Spörck roots go back to Norway
The family of Karl and Leif Spörck, the father-son duo who make livings creating original pottery and ceramic tiles, hails from Norway.
Leif Spörck’s grandfather was born in Norway to a large family during tough times. It was deemed best that he move to Sweden to live with a wealthy uncle who could provide an opportunity for success. “Grandpa” Klaus Spörck earned a degree in engineering from the revered University of Berlin prior to World War II. The war “kind of disrupted everything,” Leif related.
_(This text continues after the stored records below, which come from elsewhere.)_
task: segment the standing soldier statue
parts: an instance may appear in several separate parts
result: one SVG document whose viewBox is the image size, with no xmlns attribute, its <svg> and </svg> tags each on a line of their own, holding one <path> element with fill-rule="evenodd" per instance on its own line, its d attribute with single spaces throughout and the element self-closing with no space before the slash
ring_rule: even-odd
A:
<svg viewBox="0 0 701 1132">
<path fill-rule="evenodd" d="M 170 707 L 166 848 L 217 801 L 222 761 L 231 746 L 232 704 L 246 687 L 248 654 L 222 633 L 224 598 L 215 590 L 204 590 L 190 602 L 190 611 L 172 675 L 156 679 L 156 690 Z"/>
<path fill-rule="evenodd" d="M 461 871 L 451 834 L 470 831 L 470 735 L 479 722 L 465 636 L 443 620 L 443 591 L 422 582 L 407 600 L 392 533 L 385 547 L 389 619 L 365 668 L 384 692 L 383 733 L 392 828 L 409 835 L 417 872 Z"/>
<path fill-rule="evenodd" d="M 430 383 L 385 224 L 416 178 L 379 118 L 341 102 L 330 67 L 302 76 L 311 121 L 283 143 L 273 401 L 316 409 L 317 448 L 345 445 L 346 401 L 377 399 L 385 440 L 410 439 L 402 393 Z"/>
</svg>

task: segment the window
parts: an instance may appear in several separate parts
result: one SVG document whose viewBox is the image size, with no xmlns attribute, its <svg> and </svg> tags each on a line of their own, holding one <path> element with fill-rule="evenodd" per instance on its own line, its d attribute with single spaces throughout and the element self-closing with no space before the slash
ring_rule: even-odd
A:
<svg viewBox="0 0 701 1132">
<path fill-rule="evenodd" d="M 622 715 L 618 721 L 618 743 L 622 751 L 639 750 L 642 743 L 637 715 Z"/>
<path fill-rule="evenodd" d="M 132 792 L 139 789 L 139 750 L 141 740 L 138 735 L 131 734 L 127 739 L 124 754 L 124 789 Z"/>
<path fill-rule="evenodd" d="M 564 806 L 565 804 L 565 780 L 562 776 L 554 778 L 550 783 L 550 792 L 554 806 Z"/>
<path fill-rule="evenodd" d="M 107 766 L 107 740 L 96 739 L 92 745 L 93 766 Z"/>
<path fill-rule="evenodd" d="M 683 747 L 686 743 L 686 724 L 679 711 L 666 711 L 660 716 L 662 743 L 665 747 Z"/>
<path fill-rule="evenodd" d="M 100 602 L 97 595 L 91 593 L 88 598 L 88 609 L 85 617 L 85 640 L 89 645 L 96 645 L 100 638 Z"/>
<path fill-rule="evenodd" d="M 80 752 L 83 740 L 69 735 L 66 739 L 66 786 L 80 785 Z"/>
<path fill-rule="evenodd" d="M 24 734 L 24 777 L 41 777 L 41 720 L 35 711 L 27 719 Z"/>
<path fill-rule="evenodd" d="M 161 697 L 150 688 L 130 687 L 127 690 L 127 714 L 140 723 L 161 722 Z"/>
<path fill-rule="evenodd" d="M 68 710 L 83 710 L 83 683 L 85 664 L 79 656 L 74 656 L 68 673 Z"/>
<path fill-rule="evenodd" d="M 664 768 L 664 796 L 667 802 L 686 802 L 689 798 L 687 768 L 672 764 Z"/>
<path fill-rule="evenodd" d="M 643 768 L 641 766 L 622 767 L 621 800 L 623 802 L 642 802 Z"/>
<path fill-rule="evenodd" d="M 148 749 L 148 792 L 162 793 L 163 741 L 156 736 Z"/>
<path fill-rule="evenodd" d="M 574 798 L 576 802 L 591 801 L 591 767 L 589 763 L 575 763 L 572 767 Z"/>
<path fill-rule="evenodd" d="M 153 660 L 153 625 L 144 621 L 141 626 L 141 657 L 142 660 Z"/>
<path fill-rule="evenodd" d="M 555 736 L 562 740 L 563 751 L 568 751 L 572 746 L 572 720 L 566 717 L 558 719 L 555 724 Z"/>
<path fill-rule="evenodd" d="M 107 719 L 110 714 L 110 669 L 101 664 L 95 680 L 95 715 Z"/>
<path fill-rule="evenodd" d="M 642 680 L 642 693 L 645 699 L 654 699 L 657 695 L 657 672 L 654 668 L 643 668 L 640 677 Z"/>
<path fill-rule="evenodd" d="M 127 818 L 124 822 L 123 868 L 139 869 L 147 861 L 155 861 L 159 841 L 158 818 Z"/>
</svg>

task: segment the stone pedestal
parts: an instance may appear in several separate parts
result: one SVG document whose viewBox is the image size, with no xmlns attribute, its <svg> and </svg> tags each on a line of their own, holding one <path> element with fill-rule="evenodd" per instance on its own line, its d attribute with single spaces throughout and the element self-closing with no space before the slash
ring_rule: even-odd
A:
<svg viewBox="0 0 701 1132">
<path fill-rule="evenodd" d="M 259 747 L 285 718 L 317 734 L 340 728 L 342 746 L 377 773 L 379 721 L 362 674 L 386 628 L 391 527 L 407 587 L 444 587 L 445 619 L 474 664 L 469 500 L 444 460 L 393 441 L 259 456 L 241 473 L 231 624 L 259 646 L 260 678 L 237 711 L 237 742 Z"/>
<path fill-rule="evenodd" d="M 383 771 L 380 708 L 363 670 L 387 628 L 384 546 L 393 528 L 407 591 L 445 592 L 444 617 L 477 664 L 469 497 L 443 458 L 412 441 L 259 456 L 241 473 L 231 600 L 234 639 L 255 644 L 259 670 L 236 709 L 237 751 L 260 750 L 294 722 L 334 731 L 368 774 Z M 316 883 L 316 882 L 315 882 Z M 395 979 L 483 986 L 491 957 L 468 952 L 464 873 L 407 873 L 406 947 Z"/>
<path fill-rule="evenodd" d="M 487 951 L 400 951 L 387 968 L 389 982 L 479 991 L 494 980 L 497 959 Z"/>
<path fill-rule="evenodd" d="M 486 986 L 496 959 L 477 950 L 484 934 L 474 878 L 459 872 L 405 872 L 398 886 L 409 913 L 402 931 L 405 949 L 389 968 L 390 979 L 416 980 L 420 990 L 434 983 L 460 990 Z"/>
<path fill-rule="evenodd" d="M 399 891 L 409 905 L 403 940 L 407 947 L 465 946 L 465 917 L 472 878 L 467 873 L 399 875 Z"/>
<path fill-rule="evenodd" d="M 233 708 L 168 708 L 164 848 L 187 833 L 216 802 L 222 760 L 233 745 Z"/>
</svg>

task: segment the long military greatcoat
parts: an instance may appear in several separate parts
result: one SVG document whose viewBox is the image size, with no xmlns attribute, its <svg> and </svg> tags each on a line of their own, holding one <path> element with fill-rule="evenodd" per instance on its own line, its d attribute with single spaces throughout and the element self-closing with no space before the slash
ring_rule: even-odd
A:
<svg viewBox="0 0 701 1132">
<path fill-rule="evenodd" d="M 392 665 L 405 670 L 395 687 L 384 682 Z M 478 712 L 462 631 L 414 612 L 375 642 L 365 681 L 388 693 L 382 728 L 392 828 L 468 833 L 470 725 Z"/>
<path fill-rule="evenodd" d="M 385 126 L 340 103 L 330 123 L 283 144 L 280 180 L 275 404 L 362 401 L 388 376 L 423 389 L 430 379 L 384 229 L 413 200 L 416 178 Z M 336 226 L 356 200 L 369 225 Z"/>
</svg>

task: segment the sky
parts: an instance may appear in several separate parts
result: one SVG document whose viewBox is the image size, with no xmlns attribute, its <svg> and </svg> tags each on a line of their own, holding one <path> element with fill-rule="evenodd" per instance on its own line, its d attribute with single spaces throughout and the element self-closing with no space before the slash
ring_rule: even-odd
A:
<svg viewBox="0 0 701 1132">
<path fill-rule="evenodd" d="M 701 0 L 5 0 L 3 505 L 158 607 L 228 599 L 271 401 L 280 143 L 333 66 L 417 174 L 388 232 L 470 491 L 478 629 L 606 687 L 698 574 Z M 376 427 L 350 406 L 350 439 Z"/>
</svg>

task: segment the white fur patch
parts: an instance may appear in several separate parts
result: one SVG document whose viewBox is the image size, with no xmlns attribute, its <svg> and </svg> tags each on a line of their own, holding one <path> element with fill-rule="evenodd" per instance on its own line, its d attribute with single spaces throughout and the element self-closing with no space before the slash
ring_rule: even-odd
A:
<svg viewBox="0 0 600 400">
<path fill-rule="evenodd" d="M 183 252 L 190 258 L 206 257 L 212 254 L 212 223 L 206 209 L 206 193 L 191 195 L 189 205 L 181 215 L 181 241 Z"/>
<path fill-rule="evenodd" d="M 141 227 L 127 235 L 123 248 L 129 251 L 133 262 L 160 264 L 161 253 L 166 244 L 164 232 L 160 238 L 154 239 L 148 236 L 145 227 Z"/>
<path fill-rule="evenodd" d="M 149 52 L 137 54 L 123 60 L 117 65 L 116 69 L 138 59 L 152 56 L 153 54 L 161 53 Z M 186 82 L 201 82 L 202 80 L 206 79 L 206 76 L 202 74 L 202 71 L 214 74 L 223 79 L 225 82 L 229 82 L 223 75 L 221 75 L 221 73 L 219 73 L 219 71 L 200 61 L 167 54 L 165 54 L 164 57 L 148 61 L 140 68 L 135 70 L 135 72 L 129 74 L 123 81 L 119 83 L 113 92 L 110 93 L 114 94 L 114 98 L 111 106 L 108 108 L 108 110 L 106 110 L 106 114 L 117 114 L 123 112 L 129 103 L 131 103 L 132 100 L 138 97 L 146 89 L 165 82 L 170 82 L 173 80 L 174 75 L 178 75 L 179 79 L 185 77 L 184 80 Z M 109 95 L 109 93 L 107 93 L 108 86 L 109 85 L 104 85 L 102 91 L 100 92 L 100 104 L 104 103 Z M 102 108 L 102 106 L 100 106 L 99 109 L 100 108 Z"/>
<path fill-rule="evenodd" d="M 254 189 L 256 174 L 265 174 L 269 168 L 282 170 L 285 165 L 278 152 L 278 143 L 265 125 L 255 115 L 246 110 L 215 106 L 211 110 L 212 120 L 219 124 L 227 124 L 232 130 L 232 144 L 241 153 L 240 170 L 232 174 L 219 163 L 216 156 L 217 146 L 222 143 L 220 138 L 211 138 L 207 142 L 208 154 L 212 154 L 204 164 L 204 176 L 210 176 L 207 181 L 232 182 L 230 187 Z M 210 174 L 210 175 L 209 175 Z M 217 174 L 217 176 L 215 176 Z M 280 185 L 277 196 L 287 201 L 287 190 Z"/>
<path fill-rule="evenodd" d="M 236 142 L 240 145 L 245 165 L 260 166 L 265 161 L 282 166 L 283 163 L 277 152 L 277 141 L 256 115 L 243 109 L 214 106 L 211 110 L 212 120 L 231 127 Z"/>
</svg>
After the war Klaus met and married a woman while working in New York, and eventually the couple moved to Cincinnati where he worked for a company that designed machinery. He designed the tools needed to build the nose cone for Saturn rockets. After his parents split up, Karl Spörck attended Cranbrook Institute near Detroit as Klaus still traveled back and forth from Sweden.
“I don’t know why (grandpa Klaus) initially came to Traverse City, but he ended up doing work for Parsons Corporation during the Vietnam War when they were making helicopter blades,” Spörck said. He eventually married again, this time to a woman who lived on Glen Lake. The family’s connection to Leelanau County was cemented.
Leif Spörck’s work keeps him busy for all but two weeks out of each September, when he makes it a point to visit his family’s native Norway. When visiting grave sites of relatives, the name Spörck is spelled differently — with a slashed “o” instead of the umlauted “o” used by the Spörcks. The reason, Leif Spörck suspects, is that his grandfather switched the spelling to align with Swedish culture.
“I think he had those two dots over the ‘O’ because that was the proper thing to do,” Spörck said.
Spörck has taken to adding a dash through his name while keeping the umlaut.